Floods Stall Ivory Coast Cocoa Harvest as Farmers Fret Over Rot

(Bloomberg) -- Heavy rains in Ivory Coast’s cocoa-growing areas are slowing the harvesting and sales of beans and farmers say they’re worried about black-pod disease rotting their crops.

Roads to plantations in the southwestern area of Meagui have been cut off after rivers overflowed and farmers can’t access their crops, which means they don’t know how the flowers and pods on the trees are developing, according to local grower Dongo Koffi.

“Everything is stopped at the moment,” he said by phone. “The sales have slowed down because we can’t harvest. Some farmers have some stocks of beans with them but they can’t sell them, because the roads aren’t accessible.”

While it’s still unclear whether Ivory Coast output will be materially affected, any losses due to the heavier-than-usual rainy season in the world’s top cocoa producer may help ease some pressure on prices, which have dropped by more than a third in the past 12 months amid expectations for a global surplus. The country, which is currently harvesting the smaller of two annual crops, is expected to produce a record amount this year.
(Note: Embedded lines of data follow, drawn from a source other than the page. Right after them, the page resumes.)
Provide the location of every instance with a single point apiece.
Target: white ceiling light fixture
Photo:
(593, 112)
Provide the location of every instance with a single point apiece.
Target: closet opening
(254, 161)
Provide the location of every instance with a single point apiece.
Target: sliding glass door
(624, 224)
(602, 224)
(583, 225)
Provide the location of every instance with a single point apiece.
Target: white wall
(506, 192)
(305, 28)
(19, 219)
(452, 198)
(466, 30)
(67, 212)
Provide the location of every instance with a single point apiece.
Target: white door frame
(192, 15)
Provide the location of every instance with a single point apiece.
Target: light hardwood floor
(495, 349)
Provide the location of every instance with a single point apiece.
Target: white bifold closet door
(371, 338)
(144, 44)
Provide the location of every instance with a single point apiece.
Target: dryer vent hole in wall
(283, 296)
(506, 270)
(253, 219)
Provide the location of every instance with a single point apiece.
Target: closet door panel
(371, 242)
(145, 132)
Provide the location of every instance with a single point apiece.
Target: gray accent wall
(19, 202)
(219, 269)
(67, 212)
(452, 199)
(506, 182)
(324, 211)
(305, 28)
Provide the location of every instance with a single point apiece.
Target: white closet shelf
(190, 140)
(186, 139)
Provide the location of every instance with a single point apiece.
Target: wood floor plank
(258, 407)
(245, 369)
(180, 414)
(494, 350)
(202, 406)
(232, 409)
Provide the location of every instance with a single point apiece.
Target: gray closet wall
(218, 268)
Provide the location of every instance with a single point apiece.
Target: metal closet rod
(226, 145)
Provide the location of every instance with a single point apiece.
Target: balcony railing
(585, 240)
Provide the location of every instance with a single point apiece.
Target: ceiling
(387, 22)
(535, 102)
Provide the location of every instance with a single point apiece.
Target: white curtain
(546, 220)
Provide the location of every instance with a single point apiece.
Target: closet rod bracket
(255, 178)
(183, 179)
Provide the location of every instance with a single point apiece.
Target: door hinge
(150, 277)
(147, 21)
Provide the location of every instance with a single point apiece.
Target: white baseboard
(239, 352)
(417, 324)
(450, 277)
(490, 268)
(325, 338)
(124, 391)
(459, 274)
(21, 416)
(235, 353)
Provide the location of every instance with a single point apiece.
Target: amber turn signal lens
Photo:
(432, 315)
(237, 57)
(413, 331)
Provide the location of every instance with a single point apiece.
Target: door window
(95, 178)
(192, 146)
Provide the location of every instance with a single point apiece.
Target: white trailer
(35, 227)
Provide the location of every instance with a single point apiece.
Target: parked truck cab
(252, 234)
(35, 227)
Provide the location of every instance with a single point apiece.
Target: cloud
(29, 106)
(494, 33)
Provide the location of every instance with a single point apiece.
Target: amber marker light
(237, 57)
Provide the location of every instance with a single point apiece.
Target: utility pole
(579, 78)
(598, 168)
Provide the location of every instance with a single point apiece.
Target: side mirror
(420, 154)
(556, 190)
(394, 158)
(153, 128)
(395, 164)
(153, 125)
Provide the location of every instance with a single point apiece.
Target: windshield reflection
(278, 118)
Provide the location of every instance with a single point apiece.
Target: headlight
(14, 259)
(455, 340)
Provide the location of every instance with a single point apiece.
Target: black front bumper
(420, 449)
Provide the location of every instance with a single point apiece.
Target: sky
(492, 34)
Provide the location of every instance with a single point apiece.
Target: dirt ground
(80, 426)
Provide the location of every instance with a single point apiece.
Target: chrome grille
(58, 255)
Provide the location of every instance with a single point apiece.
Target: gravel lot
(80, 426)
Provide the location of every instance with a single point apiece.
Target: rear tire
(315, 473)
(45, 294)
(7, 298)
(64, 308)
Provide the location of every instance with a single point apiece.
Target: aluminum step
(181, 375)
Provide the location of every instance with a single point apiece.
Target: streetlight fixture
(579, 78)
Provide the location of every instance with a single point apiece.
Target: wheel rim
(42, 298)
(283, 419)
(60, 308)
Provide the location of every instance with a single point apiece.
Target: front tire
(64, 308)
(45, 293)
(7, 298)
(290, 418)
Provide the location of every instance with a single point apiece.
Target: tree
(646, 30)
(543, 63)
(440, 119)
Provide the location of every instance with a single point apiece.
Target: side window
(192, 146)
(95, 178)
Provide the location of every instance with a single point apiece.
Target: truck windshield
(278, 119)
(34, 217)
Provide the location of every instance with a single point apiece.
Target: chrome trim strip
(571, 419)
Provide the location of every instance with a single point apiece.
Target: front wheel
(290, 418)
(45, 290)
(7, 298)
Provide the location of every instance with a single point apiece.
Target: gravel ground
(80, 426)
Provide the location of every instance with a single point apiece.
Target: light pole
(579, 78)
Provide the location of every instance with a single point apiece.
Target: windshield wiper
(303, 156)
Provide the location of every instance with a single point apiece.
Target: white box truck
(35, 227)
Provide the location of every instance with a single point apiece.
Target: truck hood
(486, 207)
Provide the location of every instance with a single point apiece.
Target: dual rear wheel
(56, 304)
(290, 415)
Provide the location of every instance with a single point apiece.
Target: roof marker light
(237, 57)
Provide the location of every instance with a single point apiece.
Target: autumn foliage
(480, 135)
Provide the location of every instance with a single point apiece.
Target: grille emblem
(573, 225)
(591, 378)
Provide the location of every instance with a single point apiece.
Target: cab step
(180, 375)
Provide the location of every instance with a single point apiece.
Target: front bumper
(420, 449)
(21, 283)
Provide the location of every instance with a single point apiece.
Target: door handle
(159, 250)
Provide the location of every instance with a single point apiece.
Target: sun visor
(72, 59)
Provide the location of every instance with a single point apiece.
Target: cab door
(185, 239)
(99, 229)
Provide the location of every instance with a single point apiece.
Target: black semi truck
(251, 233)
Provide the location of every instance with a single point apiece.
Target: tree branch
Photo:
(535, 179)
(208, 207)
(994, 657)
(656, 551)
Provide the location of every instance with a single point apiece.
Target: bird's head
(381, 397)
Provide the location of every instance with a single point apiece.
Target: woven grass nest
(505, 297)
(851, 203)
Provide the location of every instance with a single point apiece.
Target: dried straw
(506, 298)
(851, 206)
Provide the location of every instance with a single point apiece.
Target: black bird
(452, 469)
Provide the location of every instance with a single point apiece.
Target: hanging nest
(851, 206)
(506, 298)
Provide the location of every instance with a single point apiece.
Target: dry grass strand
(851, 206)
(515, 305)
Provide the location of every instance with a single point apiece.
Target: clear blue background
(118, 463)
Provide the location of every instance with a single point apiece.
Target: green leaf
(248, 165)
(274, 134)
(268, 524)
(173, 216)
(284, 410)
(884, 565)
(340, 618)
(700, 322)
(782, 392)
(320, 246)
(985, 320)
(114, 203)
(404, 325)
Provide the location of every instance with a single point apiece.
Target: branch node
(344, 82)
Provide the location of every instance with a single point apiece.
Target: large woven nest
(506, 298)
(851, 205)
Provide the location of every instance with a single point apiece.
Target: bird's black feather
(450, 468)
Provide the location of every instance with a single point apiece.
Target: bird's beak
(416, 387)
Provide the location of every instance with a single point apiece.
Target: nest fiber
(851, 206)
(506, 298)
Read: Bloomberg Intelligence Cocoa Commodity Primer

Satellite imagery from the U.S. Climate Prediction Center for June 22 to 28 suggests rainfall at or above normal across Ivory Coast. Year-to-date data from the National Meterological Service through June 20 also showed an increase from 2016 in the Sassandra and San Pedro growing areas, as well as in the east.

Road access to the port of San Pedro was restored last month after roads and bridges connecting the region to the city were cut for about a week because of heavy rains, according to the prime minister’s office.

Cocoa for September delivery rose 1 percent to $1,960 a metric ton by 10:34 a.m. London time on ICE Futures U.S. in New York, following a 4.3 percent gain on Friday.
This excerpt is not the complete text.